Оле Лукой поднялся, молча раскрыл над Яськиной головой цветной зонтик, следом – чёрно-белый. Яська тут же куда-то провалился. В его голове звучал лишь голос сказочного человечка:
– Сны вовсе не вымысел. Они являются частью реальности. В них
сокрыта истина, которую большинство индивидов гонят прочь, не в силах постичь. Смотри же на реальное и нереальное, что соприкоснулось друг с дружкой, породив материю!...Яська очутился в больничной палате. Посреди комнаты стояло странное кресло с вытянутыми ручками, оканчивающимися некоим подобием скоб. Оно отдаленно напоминало кресло дантиста, но и впрямь лишь отдалённо. Ещё на нём кто-то лежал.
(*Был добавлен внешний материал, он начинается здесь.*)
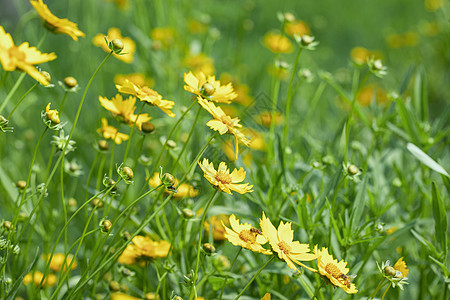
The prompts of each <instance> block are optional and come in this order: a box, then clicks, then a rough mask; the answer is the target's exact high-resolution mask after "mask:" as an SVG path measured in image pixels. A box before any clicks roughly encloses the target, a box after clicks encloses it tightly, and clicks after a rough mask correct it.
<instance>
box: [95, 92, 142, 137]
mask: <svg viewBox="0 0 450 300" xmlns="http://www.w3.org/2000/svg"><path fill="white" fill-rule="evenodd" d="M98 100H99V101H100V104H101V105H102V106H103V107H104V108H105V109H107V110H109V111H110V112H112V113H113V115H114V116H115V117H118V118H119V119H120V121H123V122H125V123H126V124H128V125H130V126H133V124H135V122H136V126H137V127H138V128H139V129H141V127H142V123H144V122H147V121H150V119H151V118H150V117H149V116H148V114H140V115H135V114H134V110H135V109H136V106H135V105H134V104H135V103H136V98H135V97H132V96H130V97H128V99H126V100H123V98H122V95H120V94H117V95H116V96H115V97H113V98H112V99H111V100H108V99H107V98H105V97H102V96H99V98H98Z"/></svg>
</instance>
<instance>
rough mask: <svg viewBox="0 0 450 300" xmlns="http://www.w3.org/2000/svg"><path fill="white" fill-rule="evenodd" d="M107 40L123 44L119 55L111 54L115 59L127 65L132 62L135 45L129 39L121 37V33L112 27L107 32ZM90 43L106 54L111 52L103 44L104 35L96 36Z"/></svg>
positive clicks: (97, 34)
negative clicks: (107, 37) (112, 55)
mask: <svg viewBox="0 0 450 300" xmlns="http://www.w3.org/2000/svg"><path fill="white" fill-rule="evenodd" d="M107 36H108V40H109V41H112V40H114V39H119V40H122V42H123V45H124V46H123V50H122V52H121V53H120V55H119V54H115V53H113V55H114V56H115V57H117V58H118V59H120V60H121V61H123V62H126V63H127V64H130V63H132V62H133V54H134V52H135V51H136V43H135V42H134V41H133V40H132V39H130V38H129V37H123V36H122V33H121V32H120V29H118V28H115V27H112V28H110V29H109V30H108V35H107ZM92 43H93V44H94V45H95V46H98V47H101V48H102V49H103V50H105V51H106V52H108V53H109V52H111V49H109V47H108V45H107V44H106V42H105V35H104V34H101V33H99V34H97V35H96V36H95V37H94V38H93V39H92Z"/></svg>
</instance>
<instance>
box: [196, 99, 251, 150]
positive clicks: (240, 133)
mask: <svg viewBox="0 0 450 300" xmlns="http://www.w3.org/2000/svg"><path fill="white" fill-rule="evenodd" d="M197 100H198V103H199V104H200V105H201V106H202V107H203V108H204V109H206V110H207V111H208V112H209V113H210V114H211V115H212V116H213V118H214V119H212V120H210V121H208V123H206V125H207V126H209V128H211V129H212V130H215V131H218V132H219V133H220V134H225V133H229V134H232V135H234V147H235V159H237V158H238V154H239V142H241V143H243V144H244V145H246V146H248V145H250V141H249V140H248V139H247V138H246V137H245V135H244V134H243V133H242V132H240V131H239V129H238V128H242V125H241V124H239V118H233V119H232V118H231V117H230V116H228V115H226V114H225V113H224V112H223V110H222V109H221V108H220V107H217V106H215V105H214V103H212V102H209V101H208V100H205V99H204V98H202V97H198V98H197Z"/></svg>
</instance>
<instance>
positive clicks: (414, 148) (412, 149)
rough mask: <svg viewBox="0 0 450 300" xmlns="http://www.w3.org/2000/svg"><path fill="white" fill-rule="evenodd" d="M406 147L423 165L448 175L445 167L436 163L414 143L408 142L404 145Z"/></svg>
mask: <svg viewBox="0 0 450 300" xmlns="http://www.w3.org/2000/svg"><path fill="white" fill-rule="evenodd" d="M406 149H408V151H409V152H411V154H412V155H414V156H415V157H416V158H417V159H418V160H420V161H421V162H422V163H423V164H424V165H426V166H427V167H429V168H430V169H432V170H434V171H436V172H438V173H440V174H442V175H445V176H447V177H449V176H450V175H448V173H447V171H445V169H444V168H443V167H442V166H441V165H440V164H438V163H437V162H436V161H435V160H434V159H432V158H431V157H429V156H428V155H427V154H426V153H425V152H423V151H422V150H421V149H420V148H419V147H417V146H416V145H414V144H411V143H408V144H407V145H406Z"/></svg>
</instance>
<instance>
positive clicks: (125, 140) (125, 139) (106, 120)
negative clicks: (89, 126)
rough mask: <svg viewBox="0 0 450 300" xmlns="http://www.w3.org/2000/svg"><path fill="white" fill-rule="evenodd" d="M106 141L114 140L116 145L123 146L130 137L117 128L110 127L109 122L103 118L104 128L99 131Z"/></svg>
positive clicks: (114, 127) (102, 126) (100, 128)
mask: <svg viewBox="0 0 450 300" xmlns="http://www.w3.org/2000/svg"><path fill="white" fill-rule="evenodd" d="M97 132H99V133H101V134H102V135H103V137H104V138H105V139H112V140H113V141H114V143H116V144H122V141H126V140H128V139H129V138H130V137H129V136H128V135H127V134H125V133H120V132H119V131H118V130H117V128H115V127H113V126H110V125H108V120H106V119H105V118H102V127H101V128H99V129H98V130H97Z"/></svg>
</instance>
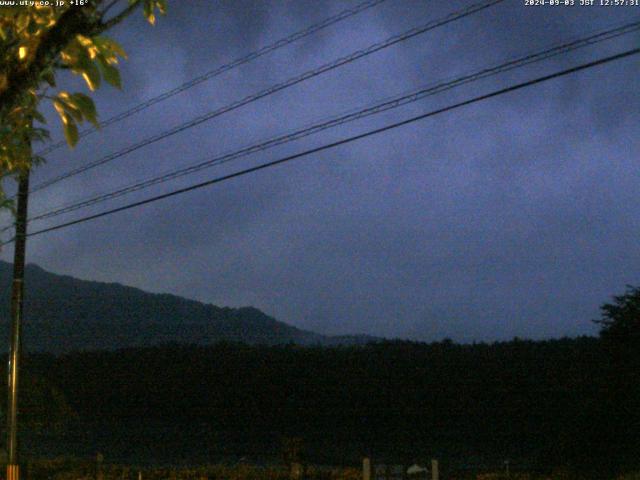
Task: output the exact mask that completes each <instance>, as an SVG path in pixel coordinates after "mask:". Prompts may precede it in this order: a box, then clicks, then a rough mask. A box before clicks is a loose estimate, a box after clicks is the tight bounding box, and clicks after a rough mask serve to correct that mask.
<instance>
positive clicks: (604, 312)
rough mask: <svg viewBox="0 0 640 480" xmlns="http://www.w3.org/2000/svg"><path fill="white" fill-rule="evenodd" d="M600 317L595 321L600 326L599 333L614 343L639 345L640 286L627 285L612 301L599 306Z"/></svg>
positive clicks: (613, 297)
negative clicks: (625, 287)
mask: <svg viewBox="0 0 640 480" xmlns="http://www.w3.org/2000/svg"><path fill="white" fill-rule="evenodd" d="M601 310H602V318H601V319H600V320H596V321H595V322H596V323H598V324H600V325H601V326H602V330H601V332H600V334H601V335H602V336H603V338H606V339H608V340H611V341H615V342H616V343H630V344H635V345H640V287H632V286H628V287H627V291H626V292H625V293H624V294H622V295H617V296H614V297H613V303H606V304H604V305H603V306H602V307H601Z"/></svg>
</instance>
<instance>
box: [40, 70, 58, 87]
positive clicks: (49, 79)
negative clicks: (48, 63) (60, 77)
mask: <svg viewBox="0 0 640 480" xmlns="http://www.w3.org/2000/svg"><path fill="white" fill-rule="evenodd" d="M42 78H43V79H44V80H45V81H46V82H47V83H48V84H49V85H51V86H52V87H55V86H56V77H55V75H54V74H53V70H52V69H50V68H48V69H47V70H45V71H44V72H42Z"/></svg>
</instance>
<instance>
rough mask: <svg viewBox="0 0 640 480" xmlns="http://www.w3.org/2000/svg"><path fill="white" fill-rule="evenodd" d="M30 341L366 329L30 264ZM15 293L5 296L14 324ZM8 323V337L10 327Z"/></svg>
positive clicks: (73, 340) (135, 344)
mask: <svg viewBox="0 0 640 480" xmlns="http://www.w3.org/2000/svg"><path fill="white" fill-rule="evenodd" d="M11 273H12V264H10V263H7V262H2V261H0V287H2V291H5V292H9V289H10V286H11ZM25 285H26V286H27V292H26V294H25V305H24V314H25V322H24V326H23V331H24V339H25V340H24V345H25V347H26V348H27V350H30V351H45V352H52V353H63V352H68V351H73V350H99V349H108V350H112V349H116V348H122V347H130V346H152V345H161V344H166V343H192V344H200V345H209V344H213V343H216V342H219V341H233V342H240V343H248V344H266V345H277V344H286V343H294V344H299V345H314V344H317V345H340V344H342V345H354V344H364V343H368V342H370V341H377V340H378V339H377V338H375V337H369V336H366V335H341V336H329V335H322V334H319V333H315V332H312V331H309V330H304V329H300V328H297V327H294V326H292V325H288V324H286V323H284V322H281V321H279V320H277V319H275V318H273V317H271V316H269V315H267V314H266V313H264V312H262V311H261V310H259V309H257V308H255V307H251V306H249V307H239V308H231V307H219V306H216V305H213V304H207V303H203V302H199V301H197V300H191V299H187V298H184V297H180V296H178V295H173V294H169V293H150V292H145V291H144V290H142V289H139V288H136V287H131V286H127V285H123V284H120V283H115V282H109V283H107V282H98V281H94V280H80V279H77V278H74V277H72V276H69V275H58V274H55V273H52V272H49V271H47V270H45V269H43V268H42V267H40V266H38V265H36V264H32V263H30V264H28V265H27V266H26V268H25ZM9 311H10V309H9V295H6V296H5V299H4V300H2V301H1V302H0V324H2V325H5V326H7V327H8V322H9ZM2 330H3V331H0V341H4V345H8V338H9V328H4V329H2Z"/></svg>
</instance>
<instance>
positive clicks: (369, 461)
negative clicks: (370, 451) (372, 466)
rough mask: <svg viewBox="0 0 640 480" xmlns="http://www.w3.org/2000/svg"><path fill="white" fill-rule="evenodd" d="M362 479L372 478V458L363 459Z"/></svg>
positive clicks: (363, 479)
mask: <svg viewBox="0 0 640 480" xmlns="http://www.w3.org/2000/svg"><path fill="white" fill-rule="evenodd" d="M362 480H371V459H370V458H369V457H365V458H364V459H363V460H362Z"/></svg>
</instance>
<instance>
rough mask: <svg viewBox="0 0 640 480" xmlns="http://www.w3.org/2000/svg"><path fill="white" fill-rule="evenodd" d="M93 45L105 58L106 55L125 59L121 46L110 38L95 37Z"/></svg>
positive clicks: (125, 56) (124, 56)
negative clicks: (109, 55) (98, 48)
mask: <svg viewBox="0 0 640 480" xmlns="http://www.w3.org/2000/svg"><path fill="white" fill-rule="evenodd" d="M93 43H95V44H96V46H97V47H98V48H99V49H100V50H101V51H102V53H103V54H105V56H107V54H112V55H120V56H121V57H122V58H127V52H125V51H124V48H122V45H120V44H119V43H118V42H116V41H115V40H113V39H111V38H106V37H95V38H94V39H93Z"/></svg>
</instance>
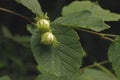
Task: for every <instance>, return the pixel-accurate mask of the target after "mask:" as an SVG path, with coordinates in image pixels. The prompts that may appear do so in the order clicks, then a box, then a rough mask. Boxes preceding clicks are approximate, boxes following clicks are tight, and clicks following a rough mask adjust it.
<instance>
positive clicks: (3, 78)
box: [0, 75, 10, 80]
mask: <svg viewBox="0 0 120 80" xmlns="http://www.w3.org/2000/svg"><path fill="white" fill-rule="evenodd" d="M0 80H10V78H9V77H8V76H6V75H5V76H2V77H0Z"/></svg>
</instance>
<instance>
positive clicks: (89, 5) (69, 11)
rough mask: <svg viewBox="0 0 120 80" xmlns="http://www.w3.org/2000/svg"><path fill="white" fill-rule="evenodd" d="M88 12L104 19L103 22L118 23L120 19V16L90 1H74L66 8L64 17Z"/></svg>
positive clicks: (64, 9)
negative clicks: (103, 21) (89, 11)
mask: <svg viewBox="0 0 120 80" xmlns="http://www.w3.org/2000/svg"><path fill="white" fill-rule="evenodd" d="M85 10H88V11H90V12H91V13H92V15H94V16H95V17H98V18H100V19H102V20H103V21H117V20H119V19H120V14H116V13H112V12H110V11H109V10H105V9H103V8H101V7H100V6H99V5H98V4H97V3H92V2H90V1H74V2H73V3H71V4H70V5H68V6H65V7H64V8H63V10H62V15H63V16H65V15H68V14H70V13H74V12H80V11H85Z"/></svg>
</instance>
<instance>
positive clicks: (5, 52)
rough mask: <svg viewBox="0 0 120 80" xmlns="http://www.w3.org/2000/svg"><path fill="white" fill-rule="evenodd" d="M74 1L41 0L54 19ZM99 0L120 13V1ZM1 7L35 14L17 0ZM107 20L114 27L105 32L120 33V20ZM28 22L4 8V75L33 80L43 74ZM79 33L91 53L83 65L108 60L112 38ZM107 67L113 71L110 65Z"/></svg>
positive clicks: (0, 21)
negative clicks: (39, 63)
mask: <svg viewBox="0 0 120 80" xmlns="http://www.w3.org/2000/svg"><path fill="white" fill-rule="evenodd" d="M73 1H75V0H39V2H40V4H41V7H42V10H43V11H44V12H47V13H48V16H49V17H50V20H51V21H53V20H54V19H56V18H57V17H59V16H61V10H62V8H63V7H64V6H65V5H68V4H70V3H71V2H73ZM92 1H93V2H94V1H96V0H92ZM97 1H98V3H99V4H100V5H101V7H102V8H104V9H109V10H110V11H111V12H114V13H119V14H120V0H97ZM0 7H2V8H6V9H9V10H12V11H15V12H17V13H20V14H22V15H24V16H27V17H29V18H30V19H31V20H33V18H34V17H35V15H34V14H33V13H31V11H29V10H28V9H27V8H25V7H24V6H22V5H20V4H18V3H16V2H15V1H14V0H0ZM106 23H107V24H109V25H110V26H111V28H110V29H108V30H105V31H103V33H111V34H117V35H120V21H118V22H106ZM26 24H28V22H27V21H26V20H24V19H23V18H20V17H18V16H16V15H13V14H10V13H7V12H4V11H0V76H2V75H9V76H10V78H12V79H11V80H33V79H34V77H36V75H37V74H39V72H38V71H37V69H36V65H37V64H36V62H35V60H34V58H33V55H32V52H31V49H30V46H29V45H30V44H29V40H30V36H31V34H30V33H29V32H28V31H27V29H26ZM77 32H78V34H79V36H80V42H81V44H82V46H83V48H84V49H85V50H86V53H87V56H86V57H85V58H84V60H83V65H82V67H84V66H87V65H90V64H92V63H93V62H94V61H97V62H101V61H105V60H107V49H108V47H109V45H110V42H109V41H107V40H103V39H101V38H100V37H98V36H96V35H93V34H89V33H86V32H81V31H77ZM105 66H106V67H107V68H108V69H110V70H111V71H112V69H111V65H110V64H106V65H105Z"/></svg>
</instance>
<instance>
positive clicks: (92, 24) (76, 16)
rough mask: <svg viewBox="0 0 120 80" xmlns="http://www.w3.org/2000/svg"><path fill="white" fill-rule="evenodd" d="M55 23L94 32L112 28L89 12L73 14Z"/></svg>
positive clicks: (65, 17)
mask: <svg viewBox="0 0 120 80" xmlns="http://www.w3.org/2000/svg"><path fill="white" fill-rule="evenodd" d="M54 22H55V23H58V24H61V25H64V26H67V27H72V28H75V29H76V28H78V29H79V28H85V29H90V30H93V31H102V30H105V29H108V28H110V27H109V26H108V25H107V24H105V23H104V22H103V21H102V20H101V19H99V18H97V17H94V16H93V15H92V14H91V13H90V12H89V11H83V12H76V13H71V14H68V15H65V16H63V17H60V18H58V19H56V20H55V21H54Z"/></svg>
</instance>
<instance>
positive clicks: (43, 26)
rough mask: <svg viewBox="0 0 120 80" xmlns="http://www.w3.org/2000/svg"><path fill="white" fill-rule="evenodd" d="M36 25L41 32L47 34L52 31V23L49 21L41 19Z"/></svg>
mask: <svg viewBox="0 0 120 80" xmlns="http://www.w3.org/2000/svg"><path fill="white" fill-rule="evenodd" d="M36 25H37V28H38V29H39V30H40V31H41V32H46V31H49V30H50V23H49V21H48V20H47V19H40V20H39V21H37V23H36Z"/></svg>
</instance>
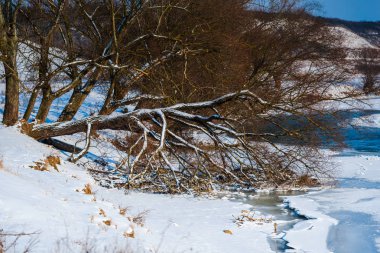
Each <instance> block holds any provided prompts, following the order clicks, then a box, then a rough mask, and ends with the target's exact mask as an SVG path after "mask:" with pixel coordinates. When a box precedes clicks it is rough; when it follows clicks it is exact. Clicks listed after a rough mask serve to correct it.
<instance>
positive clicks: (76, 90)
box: [57, 68, 102, 122]
mask: <svg viewBox="0 0 380 253" xmlns="http://www.w3.org/2000/svg"><path fill="white" fill-rule="evenodd" d="M101 73H102V69H101V68H96V69H95V71H94V72H93V74H92V75H91V78H90V79H89V80H88V81H87V83H86V84H85V86H84V88H82V87H80V86H78V87H76V88H75V89H74V91H73V94H72V95H71V97H70V101H69V102H68V103H67V104H66V106H65V108H64V109H63V111H62V113H61V115H60V116H59V118H58V120H57V121H58V122H64V121H70V120H72V119H73V118H74V116H75V114H76V113H77V112H78V110H79V108H80V107H81V106H82V104H83V102H84V100H85V99H86V98H87V96H88V94H90V92H91V90H92V88H94V86H95V84H96V82H97V81H98V78H99V77H100V74H101Z"/></svg>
Под потолком мерцали раскалённые трубки. Что-то противно пищало, всякий раз неизменно отзываясь в груди щекочущим страхом. Со всех сторон напирали зелёные стены.
У кресла столпились люди в белых халатах, шапочках и марлевых повязках на лицах – всего трое. На руках у каждого – резиновые перчатки.
Яська нерешительно подошёл ближе. Выглянул из-за спин, непроизвольно вздрогнул, издав тонюсенький писк, который тут же прервался. От увиденного моментально пересохло в горле, а перед глазами поплыло марево.
Яська взмахнул руками, силясь сохранить равновесие; отступил к стене.
На него не обращали внимания, словно его тут и не было. Молоденькая медсестра склонилась над стеклянным стеллажом, чем-то зазвенела в выдвинутом ящике; спустя мгновение, выудила из темноты ампулу; сжала поблескивающее стекло трясущимися пальцами.
– Что это? – прохрипел Яська. – Зачем вы мучаете маму?
Медсестра вздрогнула. Испуганно огляделась по сторонам. Посмотрела мимо Яськи на стену. Глубоко вдохнула, побрела, покачиваясь, к своим коллегам.
Яська двинул следом.
Он остановился напротив спящей в кресле мамы и сказал:
– Мама, что они с тобой делают?
Мама не ответила. Её скрюченное тело с разведёнными ногами опутывали разноцветные провода и трубочки. В последних бурлило что-то бордовое и вязкое. Яська вытянул шею. Дико заверещал, увидев мамин живот – тот был огромен: внутри него что-то завелось!
Врачи огляделись по сторонам.
– Кажется, ребёнок... – сказал фальцетом ближний.
– Держите себя в руках! – Это седовласый со скальпелем – он стоял ближе всех к маме. – Здесь никого нет! За дело. Живо!
– Но я тоже что-то слышала, – возразила медсестра с ампулой. – Мне не могло показаться!
– Лекарство, – сухо приказал седовласый, протягивая руку.
– Господи, что мы такое творим! – послышалось с другой стороны.
Яська увидел ещё одного – он склонился у двери. Неясная тень с пляшущими белками глаз.
– Мы избавляем себя от ненужных проблем, – монотонно ответил седовласый, надламывая ампулу.
– А что если она знает про двойню? – Это снова фальцет.
Седовласый нахмурился.
– Я наблюдал её с момента начала беременности. Знаете, сейчас очень часто встречаются семейные пары, которые не хотят заранее узнавать пол ребёнка, – они отказываются от результатов УЗИ и просят ничего им не говорить. Только общую информацию, как развивается плод.
Яська глянул на фальцета – тот был явно на грани.